Partout, devant les prisons d’Algérie, les familles attendaient depuis des heures sous un soleil de plomb. Hier, comme la veille, au premier jour des libérations de détenus islamistes graciés par le chef de l’Etat Abdelaziz Bouteflika, l’angoisse, le silence et l’absence totale d’informations rendaient l’attente interminable. Qui? Combien? Quand? On n’en savait pas plus aux portes des établissements pénitentiaires que dans les déclarations et communiqués officiels. Et puis, les détenus islamistes ont commencé à sortir, presque toujours par groupes: 80 de Serkadji et El Harrach à Alger, 200 à Tizi, 138 à Chlef, 80 à Béchar, 200 à Berrouaghia, selon la presse algérienne.

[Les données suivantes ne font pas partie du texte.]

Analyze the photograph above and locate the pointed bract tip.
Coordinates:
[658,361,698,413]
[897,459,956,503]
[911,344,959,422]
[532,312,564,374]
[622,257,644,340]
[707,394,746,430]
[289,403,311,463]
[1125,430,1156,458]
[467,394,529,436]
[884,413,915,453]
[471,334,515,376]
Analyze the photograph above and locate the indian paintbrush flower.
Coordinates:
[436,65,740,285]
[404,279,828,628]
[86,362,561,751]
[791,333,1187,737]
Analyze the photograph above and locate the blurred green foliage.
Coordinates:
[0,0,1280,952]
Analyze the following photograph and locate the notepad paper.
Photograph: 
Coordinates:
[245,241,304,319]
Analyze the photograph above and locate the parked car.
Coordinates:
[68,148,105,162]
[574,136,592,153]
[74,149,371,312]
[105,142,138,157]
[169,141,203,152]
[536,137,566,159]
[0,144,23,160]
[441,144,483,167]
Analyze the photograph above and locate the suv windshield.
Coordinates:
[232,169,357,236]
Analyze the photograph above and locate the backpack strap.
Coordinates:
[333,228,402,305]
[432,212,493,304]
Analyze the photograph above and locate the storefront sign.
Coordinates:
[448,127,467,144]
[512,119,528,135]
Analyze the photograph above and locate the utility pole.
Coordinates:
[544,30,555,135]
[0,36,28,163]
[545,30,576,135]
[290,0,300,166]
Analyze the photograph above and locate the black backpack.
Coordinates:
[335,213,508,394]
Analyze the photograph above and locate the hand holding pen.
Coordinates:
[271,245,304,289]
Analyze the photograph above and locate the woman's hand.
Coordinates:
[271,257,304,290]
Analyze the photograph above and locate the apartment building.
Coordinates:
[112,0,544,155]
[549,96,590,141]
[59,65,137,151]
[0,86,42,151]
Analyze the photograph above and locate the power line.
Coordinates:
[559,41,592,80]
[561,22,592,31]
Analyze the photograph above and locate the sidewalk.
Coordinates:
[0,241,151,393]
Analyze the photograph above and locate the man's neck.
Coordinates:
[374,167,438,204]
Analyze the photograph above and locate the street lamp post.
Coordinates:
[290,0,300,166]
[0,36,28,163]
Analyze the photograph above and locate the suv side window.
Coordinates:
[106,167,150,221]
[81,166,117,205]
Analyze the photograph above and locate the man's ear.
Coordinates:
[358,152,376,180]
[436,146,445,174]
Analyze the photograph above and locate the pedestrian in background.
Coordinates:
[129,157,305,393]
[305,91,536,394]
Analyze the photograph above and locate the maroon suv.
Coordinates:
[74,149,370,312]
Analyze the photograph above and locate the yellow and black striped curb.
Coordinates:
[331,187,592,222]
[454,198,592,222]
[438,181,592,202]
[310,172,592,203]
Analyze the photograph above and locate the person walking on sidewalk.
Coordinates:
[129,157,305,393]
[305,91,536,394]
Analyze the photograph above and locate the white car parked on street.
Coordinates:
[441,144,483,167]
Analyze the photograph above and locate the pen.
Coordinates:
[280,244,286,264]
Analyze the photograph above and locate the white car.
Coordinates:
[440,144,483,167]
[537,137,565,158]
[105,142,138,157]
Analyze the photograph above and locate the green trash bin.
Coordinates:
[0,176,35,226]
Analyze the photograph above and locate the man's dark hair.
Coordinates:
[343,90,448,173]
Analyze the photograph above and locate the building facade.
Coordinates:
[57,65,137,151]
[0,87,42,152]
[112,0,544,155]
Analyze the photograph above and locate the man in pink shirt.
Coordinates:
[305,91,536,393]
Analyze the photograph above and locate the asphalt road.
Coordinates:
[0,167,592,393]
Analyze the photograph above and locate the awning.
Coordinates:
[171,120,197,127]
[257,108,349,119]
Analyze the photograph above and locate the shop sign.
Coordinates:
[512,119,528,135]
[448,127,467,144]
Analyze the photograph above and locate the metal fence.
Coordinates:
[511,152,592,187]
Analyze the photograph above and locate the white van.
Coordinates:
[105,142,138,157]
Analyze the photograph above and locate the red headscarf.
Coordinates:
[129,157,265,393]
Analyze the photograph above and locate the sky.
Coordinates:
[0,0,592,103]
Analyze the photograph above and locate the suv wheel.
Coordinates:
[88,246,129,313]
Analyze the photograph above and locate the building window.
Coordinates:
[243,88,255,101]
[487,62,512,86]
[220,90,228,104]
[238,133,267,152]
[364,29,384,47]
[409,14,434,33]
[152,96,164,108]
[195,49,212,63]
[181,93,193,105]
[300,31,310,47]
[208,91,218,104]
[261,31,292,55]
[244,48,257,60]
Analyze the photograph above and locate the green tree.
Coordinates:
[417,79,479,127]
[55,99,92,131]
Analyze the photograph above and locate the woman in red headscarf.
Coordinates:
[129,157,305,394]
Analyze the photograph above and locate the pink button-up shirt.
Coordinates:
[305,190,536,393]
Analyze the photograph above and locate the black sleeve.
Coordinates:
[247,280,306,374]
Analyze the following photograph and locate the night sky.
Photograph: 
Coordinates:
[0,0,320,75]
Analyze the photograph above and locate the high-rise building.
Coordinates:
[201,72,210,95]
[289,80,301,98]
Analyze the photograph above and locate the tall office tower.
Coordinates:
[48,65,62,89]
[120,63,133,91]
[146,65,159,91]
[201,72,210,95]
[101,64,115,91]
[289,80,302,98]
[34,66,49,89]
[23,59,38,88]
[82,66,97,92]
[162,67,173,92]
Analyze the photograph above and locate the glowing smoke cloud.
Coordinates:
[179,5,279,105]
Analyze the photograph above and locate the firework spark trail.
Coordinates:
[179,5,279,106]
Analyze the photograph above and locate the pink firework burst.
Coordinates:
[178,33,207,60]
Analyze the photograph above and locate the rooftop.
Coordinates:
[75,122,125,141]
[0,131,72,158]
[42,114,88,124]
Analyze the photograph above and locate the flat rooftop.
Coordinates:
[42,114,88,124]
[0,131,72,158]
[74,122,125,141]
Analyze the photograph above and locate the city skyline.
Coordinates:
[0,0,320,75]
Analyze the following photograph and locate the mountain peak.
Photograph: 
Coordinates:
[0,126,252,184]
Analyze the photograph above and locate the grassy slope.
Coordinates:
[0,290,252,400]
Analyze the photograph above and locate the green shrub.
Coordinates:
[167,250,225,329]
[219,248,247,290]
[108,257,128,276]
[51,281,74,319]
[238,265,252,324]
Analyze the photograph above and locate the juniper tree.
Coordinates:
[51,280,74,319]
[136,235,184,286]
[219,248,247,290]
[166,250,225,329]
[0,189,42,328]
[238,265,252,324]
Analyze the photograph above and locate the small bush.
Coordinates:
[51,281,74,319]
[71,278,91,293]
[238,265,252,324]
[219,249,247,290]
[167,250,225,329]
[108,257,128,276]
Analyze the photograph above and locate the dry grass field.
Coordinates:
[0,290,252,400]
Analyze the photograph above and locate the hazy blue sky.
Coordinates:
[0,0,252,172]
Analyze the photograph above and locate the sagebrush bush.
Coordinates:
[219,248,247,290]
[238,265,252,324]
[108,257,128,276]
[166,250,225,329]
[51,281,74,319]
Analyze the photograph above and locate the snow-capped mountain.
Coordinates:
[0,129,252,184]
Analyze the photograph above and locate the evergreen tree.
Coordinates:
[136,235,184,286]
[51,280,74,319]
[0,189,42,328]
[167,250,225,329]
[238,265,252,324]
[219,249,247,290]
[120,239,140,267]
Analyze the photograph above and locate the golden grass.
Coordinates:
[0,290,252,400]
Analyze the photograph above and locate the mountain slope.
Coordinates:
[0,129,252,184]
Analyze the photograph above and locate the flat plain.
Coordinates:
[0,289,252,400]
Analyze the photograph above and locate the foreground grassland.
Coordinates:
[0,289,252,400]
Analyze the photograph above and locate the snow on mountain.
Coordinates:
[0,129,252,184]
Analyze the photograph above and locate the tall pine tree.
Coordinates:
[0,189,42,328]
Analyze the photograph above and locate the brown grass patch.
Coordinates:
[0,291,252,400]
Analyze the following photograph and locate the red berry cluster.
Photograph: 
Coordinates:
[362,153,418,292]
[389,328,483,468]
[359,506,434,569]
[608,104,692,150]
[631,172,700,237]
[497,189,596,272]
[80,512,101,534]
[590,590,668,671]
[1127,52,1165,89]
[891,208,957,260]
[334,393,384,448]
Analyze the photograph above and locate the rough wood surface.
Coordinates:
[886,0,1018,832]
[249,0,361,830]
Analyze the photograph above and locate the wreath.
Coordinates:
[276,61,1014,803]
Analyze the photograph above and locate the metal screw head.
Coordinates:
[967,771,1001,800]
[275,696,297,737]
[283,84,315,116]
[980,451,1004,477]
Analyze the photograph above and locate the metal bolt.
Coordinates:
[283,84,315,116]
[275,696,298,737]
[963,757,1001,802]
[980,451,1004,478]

Retrouvailles. Ici, ils ne disent mot, là ils font le V de la victoire, ailleurs ils sont accueillis aux cris de «Tahya El Djazaïr» (Vive l’Algérie). Et partout, les youyous, les larmes des retrouvailles et le désespoir de ceux qui sont venus pour rien, mais qui seront là demain et encore et encore jusqu’au 10 juillet, date à laquelle devrait s’achever la mise en liberté des graciés. Au milieu de cette foule, les familles des «disparus» – grands absents de la mesure de détente présidentielle – veulent croire que peut-être… Toutes seront déçues, mais elles reviendront quand même chaque jour au cas où. Et elles tentent de se convaincre, rapporte hier El Watan, que «si Bouteflika a eu le cran de libérer des terroristes, il aura le courage de nous éclairer sur le sort de nos enfants».

Jusqu’ici, le chef de l’Etat n’a évoqué ce sujet épineux – les «disparus» ont été enlevés par les forces de sécurité et les milices paramilitaires – que pour promettre la création d’une commission d’enquête.

Virulence. En attendant, ses mesures de grâce – qualifiées hier de «positives» par Amnesty International – continuent à être attaquées par la presse privée. Celle-ci dénonce «la libération des assassins» avec une virulence qui tranche avec le ton employé lundi soir par Abdelaziz Bouteflika dans le discours prononcé à l’occasion du 37e anniversaire de l’indépendance. «Je crois, a-t-il dit, que nous n’avons pas besoin de vainqueur et de vaincu car toute goutte de sang qui coule chaque jour en Algérie de l’une ou l’autre partie est algérienne […] Je souhaite que chaque citoyen comprenne une fois pour toutes que la collectivité nationale n’incrimine pas un enfant de 5 ou 10 ans dont le père a dévié du droit chemin.»

Embuscade. Ce début de dynamique va-t-il relancer les violences comme on l’a vu, par le passé, chaque fois qu’une amorce de règlement de la crise semblait se dessiner? Six militaires ont en tout cas été abattus et deux autres blessés dimanche – le jour même où Bouteflika annonçait ses mesures de grâce – dans une embuscade près du village d’El Aouna, dans la région de Jijell, à 240 km à l’est d’Alger. Attribuée par la presse aux GIA, cette attaque marque une coïncidence troublante: Jijell est l’une des trois zones où sont cantonnés les «combattants» de l’AIS, le bras armé du FIS, dont l’adieu aux armes «définitif» a entraîné les récentes mesures de clémence. On ne pouvait mieux minimiser l’impact de la trêve de l’AIS et compliquer les initiatives du chef de l’Etat.